Researchers in Belgium (of course) have discovered that microbes can hugely impact chocolate’s aroma and flavor. One of the vital parts of chocolate production lays in the fermentation process, and microbes that make their way into the unprocessed cocoa can make all the difference. It turns out that the yeast used in the cocoa fermentation can be specially selected so it creates an aroma and taste in chocolate that’s similar to how the flavors of wine, coffee, and tea are engineered.
In a study just published in Applied and Environmental Microbiology, researchers from University of Leuven and Flanders Institute for Biotechnology developed a new Saccharomyces cerevisiae hybrid microbe starter culture that they used early on in the chocolate-making process to alter the flavor of the soon-to-be-sweet treat. They also worked with one of the largest cocoa manufacturers in the world, Barry Callebaut, to develop various hybrids.
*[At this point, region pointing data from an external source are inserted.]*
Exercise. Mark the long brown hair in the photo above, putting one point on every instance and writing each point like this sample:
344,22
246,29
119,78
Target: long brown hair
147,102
There are industries in which microbial starter cultures are streamlined to promote consistency — however, the choco-industry isn’t one of them. Chocolate fermentation relies on a spontaneous process with natural microbiota at the cocoa farms.
Once cocoa beans are harvested, they’re heaped into large plastic vats where they are surrounded by a mushy pulp containing both yeast and bacteria. Since the fermentation process is taking place on the cocoa farms, there’s a high chance of just about any type of microbes getting into the pulp. However, the research team found that their “robust” hybrid microbe was able to outlast all the other microbes.
The S. cerevisiae microbes they developed combined thermotolerance and efficient cocoa pulp fermentation to create chocolate that didn’t actually taste that great. However, when the researchers tried different strains of that same yeasty microbe, they found that the flavors from batch to batch were wildly different. While the chocolate-making methods were exactly the same from batch to batch, they determined that the one changing variable (the new, hybrid microbes) were the reason each chocolate’s taste varied so much.
Eventually, they were able to create yeast strain hybrids that had the ability to dominate cocoa fermentations and to produce specific flavors.
“This means that for the first time, chocolate makers have a broad portfolio of different yeast strains that are all producing different flavors,” says Jan Steensels, one of the study’s lead researchers.
We’ve already got countless fine wines, endless craft beers, and a whole mess of coffee types. It’s about time we cultivated some hyper-engineered chocolate.